The Tallman House, a restored Italianate mansion that once hosted Abraham Lincoln, offers two tours—a traditional historic tour, and a view of Victorian life from the eyes of the servant class.

There are some nice downtown shopping opportunities, as well. Velvet and Tulle has women’s clothing, and there’s Classy Rascals next door for those occasions when the kids must dress up. And if you’re a second-hand deal shopper, Carousel Consignments is a treasure chest.
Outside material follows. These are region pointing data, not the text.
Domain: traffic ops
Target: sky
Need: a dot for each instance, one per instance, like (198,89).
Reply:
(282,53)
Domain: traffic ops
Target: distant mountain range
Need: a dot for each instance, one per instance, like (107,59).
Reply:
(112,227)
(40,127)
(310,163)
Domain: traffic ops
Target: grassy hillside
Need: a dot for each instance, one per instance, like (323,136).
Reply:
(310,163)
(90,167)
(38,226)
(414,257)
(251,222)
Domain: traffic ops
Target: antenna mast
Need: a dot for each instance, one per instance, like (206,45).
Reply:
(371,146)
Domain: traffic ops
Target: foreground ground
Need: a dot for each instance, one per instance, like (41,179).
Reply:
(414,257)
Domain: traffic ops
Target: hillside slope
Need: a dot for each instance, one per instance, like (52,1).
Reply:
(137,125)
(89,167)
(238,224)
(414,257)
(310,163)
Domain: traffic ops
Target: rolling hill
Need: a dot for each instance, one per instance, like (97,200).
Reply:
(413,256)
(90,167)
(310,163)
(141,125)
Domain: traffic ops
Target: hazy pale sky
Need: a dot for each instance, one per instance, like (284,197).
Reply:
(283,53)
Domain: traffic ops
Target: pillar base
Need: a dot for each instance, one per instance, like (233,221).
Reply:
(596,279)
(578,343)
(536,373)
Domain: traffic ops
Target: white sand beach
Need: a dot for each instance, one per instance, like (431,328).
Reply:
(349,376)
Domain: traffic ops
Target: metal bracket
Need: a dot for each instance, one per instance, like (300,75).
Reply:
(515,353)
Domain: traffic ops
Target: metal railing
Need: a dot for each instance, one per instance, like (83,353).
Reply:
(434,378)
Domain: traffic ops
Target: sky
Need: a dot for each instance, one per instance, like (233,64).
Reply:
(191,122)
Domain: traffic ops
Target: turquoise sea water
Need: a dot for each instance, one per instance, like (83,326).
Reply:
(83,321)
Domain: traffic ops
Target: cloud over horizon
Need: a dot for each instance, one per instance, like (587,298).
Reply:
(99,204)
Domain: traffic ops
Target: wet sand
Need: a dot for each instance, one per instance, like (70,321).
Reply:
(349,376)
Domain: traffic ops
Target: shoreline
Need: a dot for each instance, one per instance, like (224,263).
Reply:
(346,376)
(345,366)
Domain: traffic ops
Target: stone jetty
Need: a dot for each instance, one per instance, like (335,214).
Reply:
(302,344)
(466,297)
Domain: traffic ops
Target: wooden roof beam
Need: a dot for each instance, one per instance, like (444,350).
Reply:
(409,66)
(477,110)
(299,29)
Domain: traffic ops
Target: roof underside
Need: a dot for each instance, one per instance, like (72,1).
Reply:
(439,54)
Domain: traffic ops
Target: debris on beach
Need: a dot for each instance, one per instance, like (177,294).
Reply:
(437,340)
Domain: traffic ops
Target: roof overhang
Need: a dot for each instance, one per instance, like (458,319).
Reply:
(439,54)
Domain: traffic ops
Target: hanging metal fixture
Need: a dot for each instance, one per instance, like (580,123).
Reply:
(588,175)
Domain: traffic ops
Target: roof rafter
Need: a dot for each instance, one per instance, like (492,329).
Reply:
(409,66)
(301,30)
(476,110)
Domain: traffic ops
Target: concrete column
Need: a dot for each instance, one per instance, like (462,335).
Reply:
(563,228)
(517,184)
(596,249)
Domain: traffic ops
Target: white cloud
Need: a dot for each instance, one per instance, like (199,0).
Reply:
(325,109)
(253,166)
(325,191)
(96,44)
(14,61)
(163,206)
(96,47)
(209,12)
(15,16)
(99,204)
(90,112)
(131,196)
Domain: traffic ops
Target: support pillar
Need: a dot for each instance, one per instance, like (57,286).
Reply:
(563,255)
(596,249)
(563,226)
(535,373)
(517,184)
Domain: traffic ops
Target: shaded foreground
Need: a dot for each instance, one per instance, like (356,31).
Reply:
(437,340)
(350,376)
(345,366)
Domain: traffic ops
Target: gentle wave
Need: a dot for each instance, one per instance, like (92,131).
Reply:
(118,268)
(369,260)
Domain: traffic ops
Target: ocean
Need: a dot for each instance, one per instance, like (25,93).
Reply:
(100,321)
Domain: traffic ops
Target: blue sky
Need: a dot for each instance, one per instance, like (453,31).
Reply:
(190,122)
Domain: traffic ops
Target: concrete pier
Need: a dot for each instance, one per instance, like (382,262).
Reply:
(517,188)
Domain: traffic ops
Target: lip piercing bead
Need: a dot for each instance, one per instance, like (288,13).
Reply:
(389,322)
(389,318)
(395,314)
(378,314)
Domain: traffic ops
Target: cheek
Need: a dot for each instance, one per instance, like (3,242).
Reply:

Part of Janesville’s rebirth includes a new Town Square, complete with a splash pad for kids and a Festival Street, located along the river. It hosts a farmers market every Saturday morning.

The Marv in Janesville
“Music at the Marv,” is a free Tuesday event at the Marvin W. Roth Community Pavilion located in Courthouse Park along Main Street in Janesville. (Photo by Susan Lampert Smith)

If you’re in town on a Tuesday, don’t miss free “Music at the Marv,” the Marvin W. Roth Community Pavilion located in Courthouse Park along Main Street. Wednesday nights in the summer the Rock Aqua Jays put on a water ski show on the river.

And don’t leave Janesville this time of year without a basket of fresh berries from Skelly’s Farm Market.

Neeno says that when she’d chat with restaurant visitors and learn they made the trip from Madison, she used to feel surprised, something she attributed to an “inferiority complex” that developed during the city’s hard times. Now she’s pleased to show off her city.

“I’m really proud of Janesville,’’ she said. “We’re really stepping things up.”

So if you’ve been harboring an image of Janesville as a Rust Belt has-been, it might be time to hop in the car and see what’s happening. After all, Bourdain himself advocated travel as a way to rid ourselves of out-dated notions.

“I always entertain the notion that I’m wrong, or that I’ll have to revise my opinion,’’ Bourdain once said. “Most of the time that feels good; sometimes it really hurts and is embarrassing.”